The Company is exposed to, among other risks, the impact of changes in commodity prices, foreign currency exchange rates, and interest rates in the normal course of business. The Company's financial risk management program is designed to manage the exposure and volatility arising from these risks and utilizes derivative financial instruments to offset a portion of these risks. We do not enter into derivative financial instruments for trading or speculative purposes. On an on-going basis, we monitor counterparty credit ratings. We consider credit non-performance risk to be low because we enter into agreements with commercial institutions that have investment grade credit rating.

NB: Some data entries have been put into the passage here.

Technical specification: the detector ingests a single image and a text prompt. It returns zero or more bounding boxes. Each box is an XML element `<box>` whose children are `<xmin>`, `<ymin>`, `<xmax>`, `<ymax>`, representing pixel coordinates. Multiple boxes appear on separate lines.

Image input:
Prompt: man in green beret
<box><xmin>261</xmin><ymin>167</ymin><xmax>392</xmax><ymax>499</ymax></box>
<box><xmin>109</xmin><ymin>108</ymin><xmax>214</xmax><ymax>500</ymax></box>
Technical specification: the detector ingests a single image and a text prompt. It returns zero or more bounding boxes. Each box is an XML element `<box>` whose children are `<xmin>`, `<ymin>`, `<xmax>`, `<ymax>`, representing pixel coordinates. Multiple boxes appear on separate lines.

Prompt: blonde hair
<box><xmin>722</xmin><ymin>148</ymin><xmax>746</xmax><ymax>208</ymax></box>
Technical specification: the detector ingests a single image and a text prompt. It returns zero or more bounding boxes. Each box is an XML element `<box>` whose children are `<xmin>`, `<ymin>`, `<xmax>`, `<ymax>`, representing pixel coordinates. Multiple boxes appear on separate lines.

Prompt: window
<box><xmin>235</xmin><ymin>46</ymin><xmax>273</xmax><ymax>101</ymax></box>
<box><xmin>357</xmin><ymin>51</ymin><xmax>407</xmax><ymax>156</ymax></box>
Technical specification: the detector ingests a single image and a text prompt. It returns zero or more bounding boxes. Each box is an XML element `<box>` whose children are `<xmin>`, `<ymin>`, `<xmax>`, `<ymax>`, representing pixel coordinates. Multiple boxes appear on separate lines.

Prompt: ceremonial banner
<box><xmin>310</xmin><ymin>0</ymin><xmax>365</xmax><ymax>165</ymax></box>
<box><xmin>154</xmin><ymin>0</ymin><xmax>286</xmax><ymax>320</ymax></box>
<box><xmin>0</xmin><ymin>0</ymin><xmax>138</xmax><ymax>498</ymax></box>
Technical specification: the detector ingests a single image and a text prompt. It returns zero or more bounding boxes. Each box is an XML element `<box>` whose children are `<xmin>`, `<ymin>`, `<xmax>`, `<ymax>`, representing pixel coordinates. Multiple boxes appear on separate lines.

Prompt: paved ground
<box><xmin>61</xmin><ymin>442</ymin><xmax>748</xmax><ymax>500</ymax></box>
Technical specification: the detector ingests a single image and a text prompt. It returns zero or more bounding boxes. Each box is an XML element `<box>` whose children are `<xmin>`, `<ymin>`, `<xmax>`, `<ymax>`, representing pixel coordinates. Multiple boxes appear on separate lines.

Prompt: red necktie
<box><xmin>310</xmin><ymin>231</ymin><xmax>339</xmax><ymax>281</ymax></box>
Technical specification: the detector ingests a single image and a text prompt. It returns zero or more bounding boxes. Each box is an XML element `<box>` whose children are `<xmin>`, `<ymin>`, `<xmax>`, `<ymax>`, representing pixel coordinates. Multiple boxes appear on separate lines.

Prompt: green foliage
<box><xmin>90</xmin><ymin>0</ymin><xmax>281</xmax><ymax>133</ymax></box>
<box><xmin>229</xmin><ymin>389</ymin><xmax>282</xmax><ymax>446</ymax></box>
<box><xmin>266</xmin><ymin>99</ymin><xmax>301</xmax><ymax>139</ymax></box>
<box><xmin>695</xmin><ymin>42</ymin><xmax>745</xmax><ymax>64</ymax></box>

On March 1, 2018, we entered into a cross-currency swap in which we would settle interest on the notional amount in Euros and settle interest on the notional amount in dollars, both at a variable rate. The objective of the transaction was to protect the initial net investment in Brabant against adverse changes in the exchange rate between the U.S. dollar and the Euro. Hedge effectiveness was assessed based upon changes in the spot foreign exchange rate. As such, the change in value of the cross-currency interest rate swap related to the change in spot rates was effective at offsetting changes in cumulative translation adjustment related to the portion of our net investment in Brabant up to the notional amount of the cross-currency interest rate swap.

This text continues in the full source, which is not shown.